The week opened with sharp losses on global markets, as investors reacted to the weekend military strikes by the United States and Israel against Iran. The shockwaves were felt from Athens to Asia, sending equities lower while oil, natural gas and gold prices surged.
At the Athens Stock Exchange, trading began with a steep decline of 3.7%, mirroring the downturn across Asian and European markets. Early transactions pushed the General Index down abruptly to 2,192 points, marking a drop of 3.75%.
Across Europe, shares also opened firmly in negative territory. The pan-European Stoxx 600 fell 1.73%, with losses recorded in every sector except oil and gas, which moved higher on the back of surging energy prices.
Oil markets reacted immediately to the heightened geopolitical risk. Brent crude and U.S. crude were trading between $72 and $80 per barrel, with analysts at Barclays warning that prices could spike as high as $100 per barrel if tensions escalate further. Natural gas followed suit, gaining 5% amid concerns over supply disruptions.

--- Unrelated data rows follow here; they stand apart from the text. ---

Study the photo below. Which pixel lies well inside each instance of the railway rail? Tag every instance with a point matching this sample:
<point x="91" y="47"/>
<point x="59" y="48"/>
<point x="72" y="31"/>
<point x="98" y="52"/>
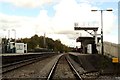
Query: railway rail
<point x="62" y="69"/>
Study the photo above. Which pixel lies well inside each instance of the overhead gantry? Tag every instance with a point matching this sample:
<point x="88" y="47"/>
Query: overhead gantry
<point x="88" y="40"/>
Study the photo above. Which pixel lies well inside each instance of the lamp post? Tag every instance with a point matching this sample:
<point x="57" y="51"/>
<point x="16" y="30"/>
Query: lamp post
<point x="102" y="49"/>
<point x="14" y="33"/>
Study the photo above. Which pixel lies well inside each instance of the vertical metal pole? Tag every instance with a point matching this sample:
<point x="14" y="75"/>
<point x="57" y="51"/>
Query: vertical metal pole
<point x="15" y="36"/>
<point x="102" y="50"/>
<point x="44" y="41"/>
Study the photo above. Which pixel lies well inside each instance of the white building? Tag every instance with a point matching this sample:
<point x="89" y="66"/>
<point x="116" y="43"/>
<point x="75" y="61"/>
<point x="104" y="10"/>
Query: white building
<point x="21" y="48"/>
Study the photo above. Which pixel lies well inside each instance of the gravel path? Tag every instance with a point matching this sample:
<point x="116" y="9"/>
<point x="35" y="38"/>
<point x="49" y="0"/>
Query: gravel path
<point x="28" y="71"/>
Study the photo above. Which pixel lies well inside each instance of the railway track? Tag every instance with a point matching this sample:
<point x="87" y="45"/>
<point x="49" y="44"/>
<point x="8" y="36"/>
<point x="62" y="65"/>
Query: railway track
<point x="63" y="69"/>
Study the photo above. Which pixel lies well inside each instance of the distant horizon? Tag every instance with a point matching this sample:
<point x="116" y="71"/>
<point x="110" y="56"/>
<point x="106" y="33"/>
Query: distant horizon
<point x="56" y="18"/>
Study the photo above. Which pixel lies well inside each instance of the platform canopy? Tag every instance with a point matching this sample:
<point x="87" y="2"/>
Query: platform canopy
<point x="86" y="28"/>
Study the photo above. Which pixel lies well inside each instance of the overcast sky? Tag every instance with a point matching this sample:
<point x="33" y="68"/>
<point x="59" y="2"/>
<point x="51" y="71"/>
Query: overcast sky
<point x="56" y="18"/>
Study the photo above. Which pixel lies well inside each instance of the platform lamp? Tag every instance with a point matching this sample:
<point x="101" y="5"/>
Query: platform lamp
<point x="102" y="50"/>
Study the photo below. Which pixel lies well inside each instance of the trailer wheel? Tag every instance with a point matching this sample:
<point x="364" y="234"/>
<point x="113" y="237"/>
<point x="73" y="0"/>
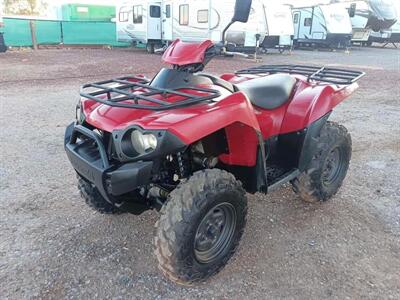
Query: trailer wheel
<point x="200" y="226"/>
<point x="329" y="166"/>
<point x="150" y="48"/>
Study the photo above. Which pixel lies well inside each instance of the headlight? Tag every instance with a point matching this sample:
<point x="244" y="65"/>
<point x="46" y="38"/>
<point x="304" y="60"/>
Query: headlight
<point x="143" y="143"/>
<point x="80" y="116"/>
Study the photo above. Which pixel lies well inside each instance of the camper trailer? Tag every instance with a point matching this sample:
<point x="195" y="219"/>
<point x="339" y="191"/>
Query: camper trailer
<point x="157" y="23"/>
<point x="371" y="19"/>
<point x="388" y="36"/>
<point x="326" y="26"/>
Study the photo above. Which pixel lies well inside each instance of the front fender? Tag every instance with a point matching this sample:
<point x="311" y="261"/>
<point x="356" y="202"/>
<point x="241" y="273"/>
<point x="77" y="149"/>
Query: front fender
<point x="235" y="108"/>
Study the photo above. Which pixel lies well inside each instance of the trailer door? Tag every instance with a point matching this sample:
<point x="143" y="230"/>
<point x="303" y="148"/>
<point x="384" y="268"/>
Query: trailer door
<point x="167" y="21"/>
<point x="296" y="24"/>
<point x="154" y="21"/>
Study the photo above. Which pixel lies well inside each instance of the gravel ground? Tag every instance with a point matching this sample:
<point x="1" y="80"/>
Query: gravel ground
<point x="52" y="246"/>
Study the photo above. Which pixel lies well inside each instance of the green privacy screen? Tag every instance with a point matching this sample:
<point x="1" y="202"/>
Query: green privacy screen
<point x="17" y="33"/>
<point x="93" y="33"/>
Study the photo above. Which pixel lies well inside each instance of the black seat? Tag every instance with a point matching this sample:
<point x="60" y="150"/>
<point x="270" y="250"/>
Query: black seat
<point x="268" y="92"/>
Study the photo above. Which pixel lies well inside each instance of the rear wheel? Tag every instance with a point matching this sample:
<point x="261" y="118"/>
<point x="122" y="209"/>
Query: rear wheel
<point x="200" y="226"/>
<point x="329" y="166"/>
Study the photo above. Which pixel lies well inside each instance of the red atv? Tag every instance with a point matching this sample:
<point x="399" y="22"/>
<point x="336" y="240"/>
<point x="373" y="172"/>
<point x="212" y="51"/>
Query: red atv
<point x="191" y="145"/>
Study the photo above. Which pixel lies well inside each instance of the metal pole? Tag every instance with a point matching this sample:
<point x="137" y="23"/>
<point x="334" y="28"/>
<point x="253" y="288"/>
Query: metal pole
<point x="32" y="25"/>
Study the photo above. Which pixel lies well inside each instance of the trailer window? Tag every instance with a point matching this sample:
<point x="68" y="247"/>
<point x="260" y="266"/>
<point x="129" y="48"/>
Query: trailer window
<point x="184" y="14"/>
<point x="137" y="14"/>
<point x="123" y="16"/>
<point x="155" y="11"/>
<point x="202" y="16"/>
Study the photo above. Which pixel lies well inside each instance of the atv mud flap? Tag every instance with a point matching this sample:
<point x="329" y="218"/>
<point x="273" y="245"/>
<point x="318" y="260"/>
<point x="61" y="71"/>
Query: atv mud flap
<point x="89" y="158"/>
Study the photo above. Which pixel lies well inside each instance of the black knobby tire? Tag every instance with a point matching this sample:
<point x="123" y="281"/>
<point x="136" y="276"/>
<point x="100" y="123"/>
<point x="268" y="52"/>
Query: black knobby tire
<point x="182" y="217"/>
<point x="94" y="199"/>
<point x="328" y="167"/>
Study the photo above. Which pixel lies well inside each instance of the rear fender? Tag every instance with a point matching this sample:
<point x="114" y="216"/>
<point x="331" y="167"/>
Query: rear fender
<point x="312" y="103"/>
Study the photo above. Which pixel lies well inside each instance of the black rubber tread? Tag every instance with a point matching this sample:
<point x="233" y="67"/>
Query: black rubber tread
<point x="180" y="217"/>
<point x="309" y="184"/>
<point x="94" y="199"/>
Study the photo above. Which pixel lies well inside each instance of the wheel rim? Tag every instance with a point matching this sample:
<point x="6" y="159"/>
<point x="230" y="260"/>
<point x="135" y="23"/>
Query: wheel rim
<point x="215" y="232"/>
<point x="332" y="166"/>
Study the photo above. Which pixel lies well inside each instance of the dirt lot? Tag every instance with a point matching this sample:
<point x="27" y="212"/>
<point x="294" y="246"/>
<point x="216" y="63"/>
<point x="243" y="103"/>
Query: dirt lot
<point x="53" y="246"/>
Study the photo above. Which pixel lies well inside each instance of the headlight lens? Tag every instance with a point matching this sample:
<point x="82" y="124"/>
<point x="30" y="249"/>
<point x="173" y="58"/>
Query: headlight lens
<point x="80" y="115"/>
<point x="143" y="143"/>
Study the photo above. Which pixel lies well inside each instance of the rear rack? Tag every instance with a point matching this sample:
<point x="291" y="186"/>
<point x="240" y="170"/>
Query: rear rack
<point x="322" y="74"/>
<point x="116" y="93"/>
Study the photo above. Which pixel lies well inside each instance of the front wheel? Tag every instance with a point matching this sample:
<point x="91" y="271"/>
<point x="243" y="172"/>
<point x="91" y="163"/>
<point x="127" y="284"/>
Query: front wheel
<point x="200" y="226"/>
<point x="328" y="167"/>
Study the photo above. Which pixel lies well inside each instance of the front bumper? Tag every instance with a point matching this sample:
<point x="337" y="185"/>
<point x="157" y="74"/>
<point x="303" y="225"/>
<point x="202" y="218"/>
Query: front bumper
<point x="89" y="158"/>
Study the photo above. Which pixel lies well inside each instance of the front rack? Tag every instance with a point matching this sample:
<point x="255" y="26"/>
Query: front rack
<point x="322" y="74"/>
<point x="136" y="93"/>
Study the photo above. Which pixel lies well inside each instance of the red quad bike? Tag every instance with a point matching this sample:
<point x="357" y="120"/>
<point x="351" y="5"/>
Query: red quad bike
<point x="191" y="145"/>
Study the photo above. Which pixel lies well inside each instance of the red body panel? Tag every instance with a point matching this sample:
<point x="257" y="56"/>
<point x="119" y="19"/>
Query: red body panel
<point x="180" y="53"/>
<point x="234" y="112"/>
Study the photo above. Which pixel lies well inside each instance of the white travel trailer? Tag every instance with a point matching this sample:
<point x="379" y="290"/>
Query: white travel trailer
<point x="322" y="26"/>
<point x="390" y="35"/>
<point x="371" y="18"/>
<point x="156" y="23"/>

European gas prices soared even more dramatically as military operations threatened liquefied natural gas exports from the Gulf region, particularly from Qatar. At the open, Dutch TTF natural gas futures jumped 20%, after earlier surging as much as 22% to 38.885 euros per megawatt hour.
U.S. equity futures pointed to further weakness before the opening bell, with the Dow Jones Industrial Average down 627 points (1.27%), S&P 500 futures off 91 points (1.32%), and Nasdaq-100 futures falling 442 points (1.71%).
Asian markets also closed lower, hit by sharp losses in airline stocks amid Middle East airspace disruptions and airport closures.
In Europe, losses were broad-based at the open: Paris -1.85%, Frankfurt -1.92%, Milan -2.11%, and London -0.93%, reflecting widespread investor concern over rising geopolitical tensions.